The Bee Gees’ phenomenal success in the 1970s often obscures the fact that by the time the ‘Saturday Night Fever’ soundtrack redefined R&B dance music, the trio already had more than ten albums and a string of worldwide hits under their belts. The November 7th release of ‘The Studio Albums 1967-1968’ – the initial installment of the first-ever catalog upgrade for the group – shows that The Brothers Gibb possessed the musical Midas touch from the very beginning.
‘The Studio Albums 1967-1968’ is the definitive collection of the five-piece Bee Gees lineup that rocketed to fame in the late 1960s: singing siblings Barry, Robin, and Maurice Gibb, and Australian instrumentalists Vince Melouney and Colin Petersen. The quintet’s albums ‘Bee Gees 1st,’ ‘Horizontal,’ and ‘Idea’ have been brilliantly revitalized, with remastered CDs of stereo and mono mixes of each title paired with second discs of rare and unreleased recordings from the period – the first time The Bee Gees have opened their vaults for extensive archival exploration. ‘The Studio Albums 1967-1968’ will be available for the suggested retail price of $74.98.

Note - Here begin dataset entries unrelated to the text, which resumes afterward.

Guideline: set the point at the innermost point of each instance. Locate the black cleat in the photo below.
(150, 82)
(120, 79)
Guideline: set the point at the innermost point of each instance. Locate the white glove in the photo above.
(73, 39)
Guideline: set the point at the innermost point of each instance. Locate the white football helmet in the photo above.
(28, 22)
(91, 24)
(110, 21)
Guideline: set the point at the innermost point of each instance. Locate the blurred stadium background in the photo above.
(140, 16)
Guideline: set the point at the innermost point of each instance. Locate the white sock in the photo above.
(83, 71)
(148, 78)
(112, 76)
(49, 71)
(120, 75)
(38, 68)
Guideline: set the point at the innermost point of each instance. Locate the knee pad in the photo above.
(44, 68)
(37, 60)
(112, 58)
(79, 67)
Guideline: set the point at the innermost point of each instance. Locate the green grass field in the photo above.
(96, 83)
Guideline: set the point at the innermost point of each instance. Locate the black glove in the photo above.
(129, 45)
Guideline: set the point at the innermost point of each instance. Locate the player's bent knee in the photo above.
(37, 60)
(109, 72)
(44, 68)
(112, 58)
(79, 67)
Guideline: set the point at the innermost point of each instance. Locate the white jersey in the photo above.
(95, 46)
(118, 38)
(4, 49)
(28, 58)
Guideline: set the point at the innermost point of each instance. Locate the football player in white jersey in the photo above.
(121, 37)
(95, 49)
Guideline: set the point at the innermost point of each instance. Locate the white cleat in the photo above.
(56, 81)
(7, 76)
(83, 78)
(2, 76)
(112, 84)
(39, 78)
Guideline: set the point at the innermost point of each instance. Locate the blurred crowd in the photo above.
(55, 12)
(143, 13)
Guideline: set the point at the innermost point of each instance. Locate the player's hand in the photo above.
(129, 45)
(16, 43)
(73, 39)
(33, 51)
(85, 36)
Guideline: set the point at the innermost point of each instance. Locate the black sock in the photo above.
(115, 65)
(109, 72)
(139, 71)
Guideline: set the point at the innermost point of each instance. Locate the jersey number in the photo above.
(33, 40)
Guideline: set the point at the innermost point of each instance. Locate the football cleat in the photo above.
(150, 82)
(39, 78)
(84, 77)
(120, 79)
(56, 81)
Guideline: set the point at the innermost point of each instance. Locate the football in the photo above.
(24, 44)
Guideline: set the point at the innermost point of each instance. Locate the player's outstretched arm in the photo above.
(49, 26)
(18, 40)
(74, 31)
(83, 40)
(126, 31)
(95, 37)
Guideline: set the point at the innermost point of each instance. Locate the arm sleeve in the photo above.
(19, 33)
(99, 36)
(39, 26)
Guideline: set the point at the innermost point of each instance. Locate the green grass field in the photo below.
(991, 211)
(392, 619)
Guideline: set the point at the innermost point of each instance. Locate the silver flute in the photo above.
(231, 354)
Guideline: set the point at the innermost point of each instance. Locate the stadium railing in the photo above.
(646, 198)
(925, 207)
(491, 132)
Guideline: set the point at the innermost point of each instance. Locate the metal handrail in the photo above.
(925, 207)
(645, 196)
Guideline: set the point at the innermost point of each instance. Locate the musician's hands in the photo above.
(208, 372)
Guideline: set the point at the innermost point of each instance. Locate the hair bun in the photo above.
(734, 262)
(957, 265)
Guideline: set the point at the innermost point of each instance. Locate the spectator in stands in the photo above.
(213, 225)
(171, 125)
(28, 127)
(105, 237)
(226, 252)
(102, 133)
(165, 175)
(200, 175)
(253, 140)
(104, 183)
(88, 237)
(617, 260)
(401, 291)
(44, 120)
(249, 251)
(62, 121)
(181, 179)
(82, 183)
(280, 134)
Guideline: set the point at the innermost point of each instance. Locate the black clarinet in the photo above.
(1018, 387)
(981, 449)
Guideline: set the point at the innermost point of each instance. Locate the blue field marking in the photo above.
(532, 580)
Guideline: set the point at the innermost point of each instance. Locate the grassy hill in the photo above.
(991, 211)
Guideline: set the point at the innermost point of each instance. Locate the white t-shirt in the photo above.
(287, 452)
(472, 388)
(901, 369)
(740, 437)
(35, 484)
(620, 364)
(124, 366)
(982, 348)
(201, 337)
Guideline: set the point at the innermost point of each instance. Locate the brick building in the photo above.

Issued in August 1967, ‘Bee Gees 1st’ is a bit of a misnomer as Barry, Maurice, and Robin had already cut a pair of albums in Australia (where their family had moved in 1958) before returning to their native England at the beginning of the year. But it was the first to earn an international release – and international hits in the form of “New York Mining Disaster 1941,” “To Love Somebody,” and “Holiday.” All 14 tracks on the bonus disc are previously unreleased, including formative or alternate versions of most songs on the album plus the otherwise unheard compositions “Gilbert Green,” “House Of Lords,” “I’ve Got To Learn,” “All Around My Clock,” and “Mr. Wallor’s Wailing Wall.”
‘Horizontal’ hit store shelves in January of 1968 and shows the band building on its success with even more adventurous arrangements. The album’s signature smash was “Massachusetts,” but the discs’ dozen tracks also featured such gems as “And The Sun Will Shine” and “World” (a hit across most of the globe). Along with a pair of alternate versions, the second CD includes four non-LP sides – of which “Words” was another monster hit – and nine unreleased tracks: “Out Of Line,” “Ring My Bell,” “Deeply, Deeply Me,” “Mrs. Gillespie’s Refrigerator,” “All My Christmases Came At Once,” “Thank You For Christmas,” and the seasonal medley of “Silent Night/Hark
The Herald Angels Sing” (one of only two songs on the set that doesn’t feature a Gibb songwriting credit).
‘Idea’ followed in August of the same year, and put The Bee Gees in the U.S. Top 10 for the first time with “I’ve Gotta Get A Message To You,” and “I Started A Joke.” Additional material on the Rhino reissue includes single versions of the former, “Jumbo,” and “The Singer Sang His Song”; alternate mixes of “Idea, “Kitty Can,” and “Let There Be Love”; a couple of songs penned for films (“Chocolate Symphony” and “Gena’s Theme”); and two Coca-Cola commercials.
The bonus disc also features the unissued songs “Bridges Crossing Rivers,” the impromptu goof “Completely Unoriginal,” and another holiday-themed song sketch, “Come Some Christmas Eve Or Halloween.”
The set gathers all three of these pop-psych classics in a slipcase, with each double-disc in its own gatefold digipak. Along with many beautiful photos from the era, the accompanying booklets feature insightful liner notes by ’60s sage Andrew Sandoval – including extensive new interviews with Barry and Robin on their career and music.